Redistribution and use in source and binary forms, without modification, are permitted provided that the following conditions are met:
-
Redistributions of source code must retain the above copyright notice, this list of conditions and the following disclaimer.
-
Redistributions in binary form must reproduce the above copyright notice, this list of conditions and the following disclaimer in the documentation and/or other materials provided with the distribution.
-
Modifications, code reuse and derivative works are allowed only upon written consent by the copyright holder.

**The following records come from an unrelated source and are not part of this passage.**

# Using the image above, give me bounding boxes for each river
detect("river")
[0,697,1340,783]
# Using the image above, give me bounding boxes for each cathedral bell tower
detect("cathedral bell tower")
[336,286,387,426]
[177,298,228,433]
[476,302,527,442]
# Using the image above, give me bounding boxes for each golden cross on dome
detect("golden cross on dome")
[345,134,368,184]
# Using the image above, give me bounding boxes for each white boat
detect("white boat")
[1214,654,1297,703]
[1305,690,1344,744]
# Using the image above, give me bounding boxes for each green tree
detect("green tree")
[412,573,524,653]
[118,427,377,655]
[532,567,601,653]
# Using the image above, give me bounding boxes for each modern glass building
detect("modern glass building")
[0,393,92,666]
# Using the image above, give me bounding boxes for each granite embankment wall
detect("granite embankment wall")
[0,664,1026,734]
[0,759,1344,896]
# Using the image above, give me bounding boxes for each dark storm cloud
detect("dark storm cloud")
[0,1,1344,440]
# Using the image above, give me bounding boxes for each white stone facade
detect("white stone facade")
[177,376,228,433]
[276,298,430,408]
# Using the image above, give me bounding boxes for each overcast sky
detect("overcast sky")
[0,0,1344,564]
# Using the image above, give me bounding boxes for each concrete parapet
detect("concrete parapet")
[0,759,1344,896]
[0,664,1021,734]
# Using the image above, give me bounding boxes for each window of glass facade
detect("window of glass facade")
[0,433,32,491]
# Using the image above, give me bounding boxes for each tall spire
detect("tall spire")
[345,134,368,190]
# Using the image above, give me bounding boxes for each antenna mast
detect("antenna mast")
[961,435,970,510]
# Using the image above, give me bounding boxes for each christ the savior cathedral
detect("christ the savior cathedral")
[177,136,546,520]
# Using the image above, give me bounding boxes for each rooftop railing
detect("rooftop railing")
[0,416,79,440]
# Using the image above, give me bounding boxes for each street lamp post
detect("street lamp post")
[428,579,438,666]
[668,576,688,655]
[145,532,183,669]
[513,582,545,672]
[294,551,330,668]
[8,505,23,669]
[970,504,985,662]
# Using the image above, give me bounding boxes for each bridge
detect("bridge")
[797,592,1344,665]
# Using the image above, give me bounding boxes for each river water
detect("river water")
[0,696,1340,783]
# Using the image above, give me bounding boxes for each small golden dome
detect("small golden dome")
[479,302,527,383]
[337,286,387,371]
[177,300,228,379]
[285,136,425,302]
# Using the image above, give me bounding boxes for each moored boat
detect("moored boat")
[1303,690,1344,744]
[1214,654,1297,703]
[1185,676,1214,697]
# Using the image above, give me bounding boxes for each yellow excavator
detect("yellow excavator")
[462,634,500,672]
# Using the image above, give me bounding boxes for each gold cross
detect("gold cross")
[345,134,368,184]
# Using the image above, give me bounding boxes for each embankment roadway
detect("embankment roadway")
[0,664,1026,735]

THIS SOFTWARE IS PROVIDED BY THE COPYRIGHT HOLDERS AND CONTRIBUTORS "AS IS" AND ANY EXPRESS OR IMPLIED WARRANTIES, INCLUDING, BUT NOT LIMITED TO, THE IMPLIED WARRANTIES OF MERCHANTABILITY AND FITNESS FOR A PARTICULAR PURPOSE ARE DISCLAIMED. IN NO EVENT SHALL THE COPYRIGHT OWNER OR CONTRIBUTORS BE LIABLE FOR ANY DIRECT, INDIRECT, INCIDENTAL, SPECIAL, EXEMPLARY, OR CONSEQUENTIAL DAMAGES (INCLUDING, BUT NOT LIMITED TO, PROCUREMENT OF SUBSTITUTE GOODS OR SERVICES; LOSS OF USE, DATA, OR PROFITS; OR BUSINESS INTERRUPTION) HOWEVER CAUSED AND ON ANY THEORY OF LIABILITY, WHETHER IN CONTRACT, STRICT LIABILITY, OR TORT (INCLUDING NEGLIGENCE OR OTHERWISE) ARISING IN ANY WAY OUT OF THE USE OF THIS SOFTWARE, EVEN IF ADVISED OF THE POSSIBILITY OF SUCH DAMAGE.